Search code examples
pythonpython-3.xnltkwordnetlemmatization

Does the lemmatization mechanism reduce the size of the corpus?


Dear Community Members,

During the pre-processing of data, after splitting the raw_data into tokens, I have used the popular WordNet Lemmatizer to generate the stems. I am performing experiments on a dataset that has 18953 tokens.

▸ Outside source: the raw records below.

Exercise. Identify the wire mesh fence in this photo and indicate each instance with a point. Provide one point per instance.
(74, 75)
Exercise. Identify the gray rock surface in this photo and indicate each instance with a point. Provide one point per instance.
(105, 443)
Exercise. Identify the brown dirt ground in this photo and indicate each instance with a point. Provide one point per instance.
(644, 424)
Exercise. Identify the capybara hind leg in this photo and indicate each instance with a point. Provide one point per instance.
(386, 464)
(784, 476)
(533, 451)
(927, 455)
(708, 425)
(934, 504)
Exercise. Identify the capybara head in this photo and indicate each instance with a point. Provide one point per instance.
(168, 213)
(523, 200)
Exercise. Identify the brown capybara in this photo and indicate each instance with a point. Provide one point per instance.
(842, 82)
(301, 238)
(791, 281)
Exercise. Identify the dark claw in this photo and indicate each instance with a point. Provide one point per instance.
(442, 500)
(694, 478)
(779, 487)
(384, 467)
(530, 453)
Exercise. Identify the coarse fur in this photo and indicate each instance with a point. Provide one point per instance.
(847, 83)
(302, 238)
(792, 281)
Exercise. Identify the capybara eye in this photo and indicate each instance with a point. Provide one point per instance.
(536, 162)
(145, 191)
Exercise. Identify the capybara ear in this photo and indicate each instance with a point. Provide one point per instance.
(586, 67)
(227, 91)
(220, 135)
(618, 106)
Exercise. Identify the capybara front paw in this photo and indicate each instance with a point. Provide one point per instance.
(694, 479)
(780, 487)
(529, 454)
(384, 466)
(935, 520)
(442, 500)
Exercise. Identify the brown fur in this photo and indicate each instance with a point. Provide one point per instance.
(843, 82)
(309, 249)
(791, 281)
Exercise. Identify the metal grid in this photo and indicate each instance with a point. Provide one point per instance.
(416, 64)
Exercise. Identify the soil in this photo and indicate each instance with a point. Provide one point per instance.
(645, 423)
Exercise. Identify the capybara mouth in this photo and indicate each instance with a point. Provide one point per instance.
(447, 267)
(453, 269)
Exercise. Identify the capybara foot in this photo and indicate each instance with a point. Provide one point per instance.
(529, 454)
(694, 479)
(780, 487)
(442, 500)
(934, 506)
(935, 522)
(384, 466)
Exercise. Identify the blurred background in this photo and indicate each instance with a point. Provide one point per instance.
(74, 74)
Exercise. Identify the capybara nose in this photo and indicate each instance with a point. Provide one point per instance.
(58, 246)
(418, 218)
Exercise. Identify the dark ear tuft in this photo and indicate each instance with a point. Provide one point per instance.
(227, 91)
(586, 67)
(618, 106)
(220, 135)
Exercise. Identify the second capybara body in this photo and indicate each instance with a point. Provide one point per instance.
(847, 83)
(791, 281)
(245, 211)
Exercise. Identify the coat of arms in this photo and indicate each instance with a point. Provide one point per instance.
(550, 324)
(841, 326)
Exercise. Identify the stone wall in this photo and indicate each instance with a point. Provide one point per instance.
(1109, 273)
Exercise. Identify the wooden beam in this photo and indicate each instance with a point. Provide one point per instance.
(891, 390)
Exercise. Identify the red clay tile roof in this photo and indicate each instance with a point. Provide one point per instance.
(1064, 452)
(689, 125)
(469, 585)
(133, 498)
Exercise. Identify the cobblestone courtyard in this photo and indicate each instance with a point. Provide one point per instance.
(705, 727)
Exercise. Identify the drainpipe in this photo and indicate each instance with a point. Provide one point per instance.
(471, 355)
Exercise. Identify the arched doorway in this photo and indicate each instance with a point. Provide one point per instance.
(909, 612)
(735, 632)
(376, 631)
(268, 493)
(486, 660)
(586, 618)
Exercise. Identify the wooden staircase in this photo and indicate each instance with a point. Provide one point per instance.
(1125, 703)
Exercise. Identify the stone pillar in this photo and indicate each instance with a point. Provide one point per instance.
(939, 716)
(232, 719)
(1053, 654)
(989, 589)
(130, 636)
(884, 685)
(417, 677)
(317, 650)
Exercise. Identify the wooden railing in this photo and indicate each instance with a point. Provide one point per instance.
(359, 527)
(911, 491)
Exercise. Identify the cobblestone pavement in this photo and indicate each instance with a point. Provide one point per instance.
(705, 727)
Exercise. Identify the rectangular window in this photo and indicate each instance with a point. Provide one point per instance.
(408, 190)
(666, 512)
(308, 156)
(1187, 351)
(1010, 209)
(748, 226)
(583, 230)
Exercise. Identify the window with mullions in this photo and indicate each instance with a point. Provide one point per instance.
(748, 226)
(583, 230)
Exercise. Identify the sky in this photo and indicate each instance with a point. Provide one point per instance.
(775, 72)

My question is, does the lemmatization process reduce the size of corpus? I am confused, kindly help in this regard. Any help is appreciated!


Solution

  • Lemmatization converts each token (aka form) in the sentence into its lemma form (aka type):

    >>> from nltk import word_tokenize
    >>> from pywsd.utils import lemmatize_sentence
    
    >>> text = ['This is a corpus with multiple sentences.', 'This was the second sentence running.', 'For some reasons, there is a need to second foo bar ran.']
    
    >>> lemmatize_sentence(text[0]) # Lemmatized sentence example.
    ['this', 'be', 'a', 'corpus', 'with', 'multiple', 'sentence', '.']
    >>> word_tokenize(text[0]) # Tokenized sentence example. 
    ['This', 'is', 'a', 'corpus', 'with', 'multiple', 'sentences', '.']
    >>> word_tokenize(text[0].lower()) # Lowercased and tokenized sentence example.
    ['this', 'is', 'a', 'corpus', 'with', 'multiple', 'sentences', '.']
    

    If we lemmatize the sentence, each token should receive the corresponding lemma form, so the no. of "words" remains the same whether it's the form or the type:

    >>> num_tokens = sum([len(word_tokenize(sent.lower())) for sent in text])
    >>> num_lemmas = sum([len(lemmatize_sentence(sent)) for sent in text])
    >>> num_tokens, num_lemmas
    (29, 29)
    
    
    >>> [lemmatize_sentence(sent) for sent in text] # lemmatized sentences
    [['this', 'be', 'a', 'corpus', 'with', 'multiple', 'sentence', '.'], ['this', 'be', 'the', 'second', 'sentence', 'running', '.'], ['for', 'some', 'reason', ',', 'there', 'be', 'a', 'need', 'to', 'second', 'foo', 'bar', 'ran', '.']]
    
    >>> [word_tokenize(sent.lower()) for sent in text] # tokenized sentences
    [['this', 'is', 'a', 'corpus', 'with', 'multiple', 'sentences', '.'], ['this', 'was', 'the', 'second', 'sentence', 'running', '.'], ['for', 'some', 'reasons', ',', 'there', 'is', 'a', 'need', 'to', 'second', 'foo', 'bar', 'ran', '.']]
    

    The "compression" per-se would refer to the number of unique tokens represented in the whole corpus after you've lemmatized the sentences, e.g.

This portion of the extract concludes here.